© 2017 by TERRITOIRES URBAINS. 

Marseille (13), Pôle Flammarion

Mission de programmation, de projet urbain et de concertation

Maitrise d’ouvrage : SOLEAM Marseille

Maitrise d’œuvre : TERRITOIRES URBAINS architectes urbanistes mandataire

Équipe : EURECA programmation urbaine et concertation, Itinéraires bureau d’études techniques

Mission : programmation urbaine et élaboration du schéma d’aménagement définitif

Calendrier : 2015 - 2016

Vaste triangle de près de 6 hectares, dessiné à l’ouest par la rue Bénédit et à l’est par le boulevard Camille Flammarion, et calé au nord contre les voies ferrées de la ligne Marseille-Toulon, l’îlot – ou plutôt le méga-îlot – Flammarion occupe aujourd’hui une situation paradoxale : 

• une localisation stratégique en limite de l’hypercentre-ville, à l’interface des quartiers Longchamp, des Chutes-Lavie et de la Belle de Mai, proche d’une gare Saint-Charles dont on sait les transformations à venir ; 

• un manque de visibilité et une situation difficile tant par son enclavement, il est distribué en cul-de sac et fermé au nord par le faisceau ferré,  que par sa topographie, plus de 24 mètres de dénivelé d’est en ouest. 

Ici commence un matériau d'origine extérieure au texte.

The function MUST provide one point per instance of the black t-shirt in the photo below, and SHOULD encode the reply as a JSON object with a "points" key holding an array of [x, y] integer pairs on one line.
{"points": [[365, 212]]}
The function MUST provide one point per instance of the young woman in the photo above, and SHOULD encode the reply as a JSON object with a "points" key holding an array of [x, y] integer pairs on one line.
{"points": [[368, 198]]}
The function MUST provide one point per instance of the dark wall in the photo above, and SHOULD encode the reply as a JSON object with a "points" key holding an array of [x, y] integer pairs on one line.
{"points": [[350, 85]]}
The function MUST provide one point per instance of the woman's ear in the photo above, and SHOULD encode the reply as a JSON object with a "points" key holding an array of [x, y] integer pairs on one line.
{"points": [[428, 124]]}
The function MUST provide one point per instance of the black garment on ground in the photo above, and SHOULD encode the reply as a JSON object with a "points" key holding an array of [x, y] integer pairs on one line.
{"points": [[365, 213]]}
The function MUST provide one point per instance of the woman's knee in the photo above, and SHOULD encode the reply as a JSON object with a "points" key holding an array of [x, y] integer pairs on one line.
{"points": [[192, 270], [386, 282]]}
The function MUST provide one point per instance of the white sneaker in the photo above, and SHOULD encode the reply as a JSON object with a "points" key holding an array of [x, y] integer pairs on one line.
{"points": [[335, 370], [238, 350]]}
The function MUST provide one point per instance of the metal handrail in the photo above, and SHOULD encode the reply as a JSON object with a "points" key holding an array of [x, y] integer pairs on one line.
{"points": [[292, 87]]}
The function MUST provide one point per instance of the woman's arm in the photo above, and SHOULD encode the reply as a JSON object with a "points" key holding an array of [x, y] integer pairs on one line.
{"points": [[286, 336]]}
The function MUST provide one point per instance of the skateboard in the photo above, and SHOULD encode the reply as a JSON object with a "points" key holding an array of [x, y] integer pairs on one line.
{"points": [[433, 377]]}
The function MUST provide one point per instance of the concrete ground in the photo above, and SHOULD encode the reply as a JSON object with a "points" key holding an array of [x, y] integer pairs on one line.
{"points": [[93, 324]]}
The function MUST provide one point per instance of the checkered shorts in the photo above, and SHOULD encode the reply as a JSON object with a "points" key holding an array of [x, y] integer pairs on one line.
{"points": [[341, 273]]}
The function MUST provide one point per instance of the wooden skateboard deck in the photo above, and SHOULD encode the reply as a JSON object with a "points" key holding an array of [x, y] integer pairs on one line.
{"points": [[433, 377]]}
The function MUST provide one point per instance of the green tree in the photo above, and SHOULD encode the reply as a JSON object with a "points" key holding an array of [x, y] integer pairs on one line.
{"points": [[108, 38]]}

Aujourd’hui, si peu de transformations ou d’évolutions peuvent être envisagées sur ses rives, le cœur de ce méga-îlot offre par contre de réelles possibilités de renouvellement et constitue, dans une zone de bonne desserte et à proximité de nombreux équipements publics de quartiers (écoles, collège, lycée …) mais aussi majeurs (Palais Longchamp et Friche de la Belle de Mai), une offre foncière significative qu’il s’agit bien d’exploiter et de mettre en valeur.

Cette situation, quelque peu enclavée, de ce vaste cœur d’îlot mutable a conduit à penser là un aménagement qui ne cherche pas à prolonger artificiellement la trame urbaine du centre ville, mais qui s’appuie d’abord sur les qualités du site : les vues offertes par l’étagement des sols, les grands murs et leur matérialité, les quelques plantations et alignements existants – ils ne sont pas négligeables –, mais aussi le calme qui prévaut quand on est au cœur de ce grand îlot et ce sentiment d’être là à la fois au centre ville et quelque peu à l’écart …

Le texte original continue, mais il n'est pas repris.